Erectile dysfunction treatment medications include phosphodiesterase inhibitors. Research has verified the effectiveness of this type of medication. The erectile dysfunction treatment substance will not enhance erections in men who are healthy nor will they increase a man’s desire for sexual activity.

Erectile dysfunction treatment medications are generally prescribed in 10 milligram and 20 milligram doses. Men who are taking an alpha-blocker should not take the erectile dysfunction treatment medication because it can cause a dangerous drop in their blood pressure.

Different types of erectile dysfunction treatment medications provide different results.

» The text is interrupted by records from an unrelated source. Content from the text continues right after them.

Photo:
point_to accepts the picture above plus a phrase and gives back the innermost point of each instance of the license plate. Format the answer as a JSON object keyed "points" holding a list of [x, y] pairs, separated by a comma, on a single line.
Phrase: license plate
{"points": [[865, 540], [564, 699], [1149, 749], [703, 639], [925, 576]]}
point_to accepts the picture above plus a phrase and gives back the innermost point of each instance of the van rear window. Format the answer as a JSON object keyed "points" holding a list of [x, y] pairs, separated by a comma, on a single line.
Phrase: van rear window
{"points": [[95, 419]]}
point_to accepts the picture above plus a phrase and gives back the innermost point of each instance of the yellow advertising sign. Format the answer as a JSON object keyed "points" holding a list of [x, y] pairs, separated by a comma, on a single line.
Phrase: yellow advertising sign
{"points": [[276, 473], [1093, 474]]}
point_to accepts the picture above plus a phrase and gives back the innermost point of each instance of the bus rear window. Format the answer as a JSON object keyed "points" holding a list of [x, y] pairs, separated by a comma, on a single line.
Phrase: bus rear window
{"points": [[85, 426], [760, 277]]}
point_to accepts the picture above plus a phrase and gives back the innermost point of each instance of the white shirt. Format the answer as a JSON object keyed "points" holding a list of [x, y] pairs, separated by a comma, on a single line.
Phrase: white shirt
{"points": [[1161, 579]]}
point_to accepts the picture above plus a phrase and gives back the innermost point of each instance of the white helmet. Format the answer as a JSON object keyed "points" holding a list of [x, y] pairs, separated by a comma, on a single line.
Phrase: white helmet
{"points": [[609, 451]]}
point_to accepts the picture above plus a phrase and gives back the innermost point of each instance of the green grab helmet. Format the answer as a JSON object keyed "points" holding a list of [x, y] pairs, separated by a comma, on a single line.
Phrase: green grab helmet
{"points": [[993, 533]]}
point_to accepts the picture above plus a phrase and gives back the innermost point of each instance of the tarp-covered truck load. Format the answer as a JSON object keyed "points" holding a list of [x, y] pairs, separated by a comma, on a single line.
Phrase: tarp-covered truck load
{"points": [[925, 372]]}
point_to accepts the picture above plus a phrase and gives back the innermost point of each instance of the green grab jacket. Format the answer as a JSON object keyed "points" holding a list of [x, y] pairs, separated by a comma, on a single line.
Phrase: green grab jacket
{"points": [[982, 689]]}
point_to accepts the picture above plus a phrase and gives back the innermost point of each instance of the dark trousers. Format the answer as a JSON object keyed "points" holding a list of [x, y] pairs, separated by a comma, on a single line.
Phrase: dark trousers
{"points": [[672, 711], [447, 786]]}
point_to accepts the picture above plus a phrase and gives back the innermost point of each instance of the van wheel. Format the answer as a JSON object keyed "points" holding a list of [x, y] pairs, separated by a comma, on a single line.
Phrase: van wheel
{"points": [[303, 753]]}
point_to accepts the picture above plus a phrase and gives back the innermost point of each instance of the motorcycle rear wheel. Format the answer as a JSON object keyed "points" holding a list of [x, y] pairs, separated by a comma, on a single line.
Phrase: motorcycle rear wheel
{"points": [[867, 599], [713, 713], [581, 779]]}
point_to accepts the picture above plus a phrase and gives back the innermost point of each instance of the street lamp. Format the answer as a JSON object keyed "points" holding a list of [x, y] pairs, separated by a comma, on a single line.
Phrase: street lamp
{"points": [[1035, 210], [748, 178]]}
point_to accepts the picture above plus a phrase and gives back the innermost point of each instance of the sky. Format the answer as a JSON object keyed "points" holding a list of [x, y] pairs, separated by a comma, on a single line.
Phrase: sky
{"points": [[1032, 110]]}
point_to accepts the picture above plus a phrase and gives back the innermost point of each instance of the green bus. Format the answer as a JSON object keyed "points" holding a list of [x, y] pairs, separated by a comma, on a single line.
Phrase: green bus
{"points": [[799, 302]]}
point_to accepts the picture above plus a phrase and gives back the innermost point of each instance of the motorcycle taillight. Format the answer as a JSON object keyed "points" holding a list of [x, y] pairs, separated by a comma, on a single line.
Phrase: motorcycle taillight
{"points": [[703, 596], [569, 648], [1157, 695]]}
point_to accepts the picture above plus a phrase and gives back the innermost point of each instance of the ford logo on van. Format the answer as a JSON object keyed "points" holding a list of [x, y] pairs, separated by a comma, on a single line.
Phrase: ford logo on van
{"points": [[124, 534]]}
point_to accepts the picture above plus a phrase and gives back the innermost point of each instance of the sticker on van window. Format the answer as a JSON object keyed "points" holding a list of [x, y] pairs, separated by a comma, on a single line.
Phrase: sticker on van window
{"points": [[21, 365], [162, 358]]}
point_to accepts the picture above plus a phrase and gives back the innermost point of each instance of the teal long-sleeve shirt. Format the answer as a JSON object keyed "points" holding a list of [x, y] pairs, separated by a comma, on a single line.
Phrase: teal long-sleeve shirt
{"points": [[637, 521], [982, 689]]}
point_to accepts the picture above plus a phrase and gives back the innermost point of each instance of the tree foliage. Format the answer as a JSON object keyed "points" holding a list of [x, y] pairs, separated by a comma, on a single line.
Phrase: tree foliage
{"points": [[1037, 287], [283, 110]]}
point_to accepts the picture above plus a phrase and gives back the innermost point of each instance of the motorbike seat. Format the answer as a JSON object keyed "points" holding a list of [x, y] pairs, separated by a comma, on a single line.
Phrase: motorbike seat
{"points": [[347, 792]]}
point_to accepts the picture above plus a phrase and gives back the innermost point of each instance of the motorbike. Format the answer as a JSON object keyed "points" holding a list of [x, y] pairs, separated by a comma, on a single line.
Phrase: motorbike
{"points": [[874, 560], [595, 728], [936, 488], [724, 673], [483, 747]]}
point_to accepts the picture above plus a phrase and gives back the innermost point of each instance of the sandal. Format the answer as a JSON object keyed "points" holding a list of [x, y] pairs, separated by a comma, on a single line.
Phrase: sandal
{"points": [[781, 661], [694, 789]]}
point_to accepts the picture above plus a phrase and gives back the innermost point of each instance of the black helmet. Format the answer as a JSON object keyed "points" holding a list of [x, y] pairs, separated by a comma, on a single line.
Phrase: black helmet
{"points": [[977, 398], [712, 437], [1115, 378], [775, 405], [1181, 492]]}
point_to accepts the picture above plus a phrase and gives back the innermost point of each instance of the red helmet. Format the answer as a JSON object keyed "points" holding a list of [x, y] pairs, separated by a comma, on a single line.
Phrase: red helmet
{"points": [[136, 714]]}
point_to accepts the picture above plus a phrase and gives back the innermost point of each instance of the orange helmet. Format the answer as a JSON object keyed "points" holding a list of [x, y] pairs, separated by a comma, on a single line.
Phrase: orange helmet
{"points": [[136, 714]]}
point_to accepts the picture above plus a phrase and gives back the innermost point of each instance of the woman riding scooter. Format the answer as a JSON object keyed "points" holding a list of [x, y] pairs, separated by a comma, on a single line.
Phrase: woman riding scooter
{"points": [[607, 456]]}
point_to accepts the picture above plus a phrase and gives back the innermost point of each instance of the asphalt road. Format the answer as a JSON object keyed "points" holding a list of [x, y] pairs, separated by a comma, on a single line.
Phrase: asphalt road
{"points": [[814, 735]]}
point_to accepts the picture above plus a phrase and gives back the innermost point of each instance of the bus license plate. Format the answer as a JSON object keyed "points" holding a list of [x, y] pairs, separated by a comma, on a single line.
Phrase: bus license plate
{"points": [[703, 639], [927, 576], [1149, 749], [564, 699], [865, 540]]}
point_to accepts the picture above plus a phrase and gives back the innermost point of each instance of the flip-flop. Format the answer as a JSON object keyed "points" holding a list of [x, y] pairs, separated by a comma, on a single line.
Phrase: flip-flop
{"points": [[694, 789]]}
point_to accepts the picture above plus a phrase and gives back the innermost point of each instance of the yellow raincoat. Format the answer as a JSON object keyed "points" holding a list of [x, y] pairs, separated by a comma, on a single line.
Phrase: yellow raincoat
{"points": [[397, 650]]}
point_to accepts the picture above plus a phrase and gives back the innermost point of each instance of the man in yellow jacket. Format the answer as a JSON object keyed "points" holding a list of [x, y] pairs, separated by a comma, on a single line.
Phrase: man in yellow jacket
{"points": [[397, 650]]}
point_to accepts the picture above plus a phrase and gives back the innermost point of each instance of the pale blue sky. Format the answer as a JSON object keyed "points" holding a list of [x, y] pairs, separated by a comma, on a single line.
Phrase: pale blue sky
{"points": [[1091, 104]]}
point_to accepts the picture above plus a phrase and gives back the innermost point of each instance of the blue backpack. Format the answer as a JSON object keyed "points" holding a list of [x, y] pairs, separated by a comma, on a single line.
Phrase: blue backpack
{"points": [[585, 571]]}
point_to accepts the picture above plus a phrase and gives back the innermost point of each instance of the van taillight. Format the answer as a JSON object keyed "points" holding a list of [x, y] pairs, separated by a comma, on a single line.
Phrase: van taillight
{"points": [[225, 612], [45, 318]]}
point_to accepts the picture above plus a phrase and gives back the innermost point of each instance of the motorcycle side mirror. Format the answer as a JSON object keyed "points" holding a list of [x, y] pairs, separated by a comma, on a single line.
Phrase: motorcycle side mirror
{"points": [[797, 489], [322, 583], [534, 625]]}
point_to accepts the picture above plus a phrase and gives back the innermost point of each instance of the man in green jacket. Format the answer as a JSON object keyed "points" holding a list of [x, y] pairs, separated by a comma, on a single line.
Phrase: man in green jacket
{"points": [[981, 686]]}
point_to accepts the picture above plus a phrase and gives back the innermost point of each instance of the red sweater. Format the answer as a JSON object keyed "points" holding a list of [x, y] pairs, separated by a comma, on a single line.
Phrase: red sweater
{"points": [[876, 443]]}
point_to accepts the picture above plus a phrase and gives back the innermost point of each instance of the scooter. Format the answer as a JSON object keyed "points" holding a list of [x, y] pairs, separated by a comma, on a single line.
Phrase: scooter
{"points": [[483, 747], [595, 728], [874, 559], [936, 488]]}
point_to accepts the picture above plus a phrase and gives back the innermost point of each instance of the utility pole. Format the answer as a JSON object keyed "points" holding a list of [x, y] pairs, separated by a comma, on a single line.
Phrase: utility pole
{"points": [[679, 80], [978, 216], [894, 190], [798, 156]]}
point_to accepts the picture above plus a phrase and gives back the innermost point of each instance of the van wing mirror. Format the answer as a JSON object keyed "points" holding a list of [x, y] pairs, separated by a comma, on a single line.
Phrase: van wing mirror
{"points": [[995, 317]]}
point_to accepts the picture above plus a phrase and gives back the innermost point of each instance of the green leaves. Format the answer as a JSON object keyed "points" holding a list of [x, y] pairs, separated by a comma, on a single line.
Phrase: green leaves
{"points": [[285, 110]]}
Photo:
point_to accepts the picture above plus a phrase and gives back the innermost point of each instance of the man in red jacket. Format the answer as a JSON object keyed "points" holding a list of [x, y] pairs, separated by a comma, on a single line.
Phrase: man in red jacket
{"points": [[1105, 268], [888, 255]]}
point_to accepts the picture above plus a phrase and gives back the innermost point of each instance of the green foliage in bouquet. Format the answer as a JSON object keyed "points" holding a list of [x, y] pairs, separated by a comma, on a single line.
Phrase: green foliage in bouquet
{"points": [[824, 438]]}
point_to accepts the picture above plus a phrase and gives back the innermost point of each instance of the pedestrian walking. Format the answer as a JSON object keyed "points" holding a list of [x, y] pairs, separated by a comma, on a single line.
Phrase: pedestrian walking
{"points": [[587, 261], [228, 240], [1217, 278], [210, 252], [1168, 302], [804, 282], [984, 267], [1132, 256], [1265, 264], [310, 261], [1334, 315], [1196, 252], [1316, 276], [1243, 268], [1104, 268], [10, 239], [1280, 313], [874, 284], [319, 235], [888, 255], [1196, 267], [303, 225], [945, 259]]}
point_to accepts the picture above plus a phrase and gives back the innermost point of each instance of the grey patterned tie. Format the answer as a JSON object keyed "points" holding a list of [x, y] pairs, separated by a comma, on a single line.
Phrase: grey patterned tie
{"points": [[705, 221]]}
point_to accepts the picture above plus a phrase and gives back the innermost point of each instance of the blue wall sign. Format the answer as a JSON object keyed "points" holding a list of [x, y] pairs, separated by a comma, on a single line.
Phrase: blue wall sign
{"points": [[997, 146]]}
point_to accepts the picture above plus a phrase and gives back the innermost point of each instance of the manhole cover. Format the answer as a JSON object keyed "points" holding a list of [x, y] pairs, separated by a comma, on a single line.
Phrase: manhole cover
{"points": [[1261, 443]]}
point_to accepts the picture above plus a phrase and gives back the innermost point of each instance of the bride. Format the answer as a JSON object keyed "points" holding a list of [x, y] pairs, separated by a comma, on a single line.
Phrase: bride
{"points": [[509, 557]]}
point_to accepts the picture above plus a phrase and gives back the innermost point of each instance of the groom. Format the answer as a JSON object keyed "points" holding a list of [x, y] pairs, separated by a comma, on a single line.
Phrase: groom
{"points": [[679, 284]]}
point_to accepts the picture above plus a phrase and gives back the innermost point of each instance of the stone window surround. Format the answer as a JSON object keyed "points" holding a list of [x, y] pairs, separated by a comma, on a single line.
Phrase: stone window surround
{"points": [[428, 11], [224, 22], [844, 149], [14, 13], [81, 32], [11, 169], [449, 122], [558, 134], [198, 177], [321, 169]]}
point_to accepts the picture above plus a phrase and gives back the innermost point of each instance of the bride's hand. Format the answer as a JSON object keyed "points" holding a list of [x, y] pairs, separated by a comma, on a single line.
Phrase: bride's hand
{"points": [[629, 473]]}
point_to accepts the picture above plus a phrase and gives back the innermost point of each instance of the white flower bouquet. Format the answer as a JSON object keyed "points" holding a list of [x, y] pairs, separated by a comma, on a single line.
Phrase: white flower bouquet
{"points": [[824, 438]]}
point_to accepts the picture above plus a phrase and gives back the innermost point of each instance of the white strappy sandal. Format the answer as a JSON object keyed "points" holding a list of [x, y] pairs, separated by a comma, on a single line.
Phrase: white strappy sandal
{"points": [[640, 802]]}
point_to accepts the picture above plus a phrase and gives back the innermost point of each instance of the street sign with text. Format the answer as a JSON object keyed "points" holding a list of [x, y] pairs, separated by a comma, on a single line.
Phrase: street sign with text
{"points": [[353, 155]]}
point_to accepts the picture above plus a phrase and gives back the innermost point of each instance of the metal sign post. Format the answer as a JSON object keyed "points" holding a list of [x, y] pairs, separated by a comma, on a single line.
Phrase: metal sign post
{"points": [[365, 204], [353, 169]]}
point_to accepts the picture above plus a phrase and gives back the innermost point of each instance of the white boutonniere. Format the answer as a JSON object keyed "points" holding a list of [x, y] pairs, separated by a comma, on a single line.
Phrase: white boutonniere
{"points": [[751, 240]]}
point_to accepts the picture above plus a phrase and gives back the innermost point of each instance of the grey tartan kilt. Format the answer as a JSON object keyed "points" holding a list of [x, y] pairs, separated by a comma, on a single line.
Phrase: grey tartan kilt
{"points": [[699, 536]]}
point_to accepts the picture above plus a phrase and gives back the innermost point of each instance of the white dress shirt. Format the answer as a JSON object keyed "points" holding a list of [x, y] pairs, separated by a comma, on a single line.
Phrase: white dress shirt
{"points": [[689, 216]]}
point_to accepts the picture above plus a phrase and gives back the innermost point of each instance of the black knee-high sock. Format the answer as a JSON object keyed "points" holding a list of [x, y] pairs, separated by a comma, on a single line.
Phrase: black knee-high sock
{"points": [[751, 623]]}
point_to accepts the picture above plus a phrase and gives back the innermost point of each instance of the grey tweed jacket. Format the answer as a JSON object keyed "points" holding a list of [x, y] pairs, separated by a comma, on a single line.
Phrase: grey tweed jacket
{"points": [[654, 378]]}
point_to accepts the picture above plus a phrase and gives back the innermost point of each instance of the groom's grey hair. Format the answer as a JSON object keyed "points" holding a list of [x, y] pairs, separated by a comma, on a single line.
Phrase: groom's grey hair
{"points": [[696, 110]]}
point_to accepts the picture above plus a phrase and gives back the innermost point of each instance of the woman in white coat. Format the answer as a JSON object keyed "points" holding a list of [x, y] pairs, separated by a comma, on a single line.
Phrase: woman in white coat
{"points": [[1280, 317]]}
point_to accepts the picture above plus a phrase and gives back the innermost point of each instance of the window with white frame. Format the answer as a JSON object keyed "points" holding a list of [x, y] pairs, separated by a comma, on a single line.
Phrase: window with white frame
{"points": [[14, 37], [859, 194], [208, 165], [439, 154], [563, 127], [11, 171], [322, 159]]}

For instance, one version delivers results for a longer time frame than other kinds of erectile dysfunction treatment drugs.

Another one works more rapidly than the others. In fact, men can take one medication 24 to 36 hours prior to participating in sexual activity. Also, the drug can work in as little as 30 minutes, but for most men, these kinds of erectile dysfunction treatments take a bit longer to cause an erection.

Most erectile dysfunction treatment drugs will not go into effect without the sufferer experiencing sexual stimulation. Phosphodiesterase inhibitors can also cause mild side effects like headaches, facial flushing and nasal congestion.

Indigestion, lower back pain and visual problems are additional side effects of these particular erectile dysfunction treatment drugs. Men may need an erectile dysfunction treatment at any time. Causes of the condition include emotional issues and fatigue along with relationship problems or alcohol consumption. Keep in mind that if the ailment continues for longer than several weeks or months, then a doctor will likely diagnose the problem as true erectile dysfunction and treatment will be required.

Men who maintain a healthy weight and exercise may be able to take advantage of the best erectile dysfunction treatment, which is prevention. Disclaimer : Any and all information, images and written material included on, which will hereafter be referred to as “Content” is to be used only for informational and educational purposes. Content is not intended to diagnose or treat any medical ailments or problems, and in no case should it ever take the place of proper and immediate medical attention.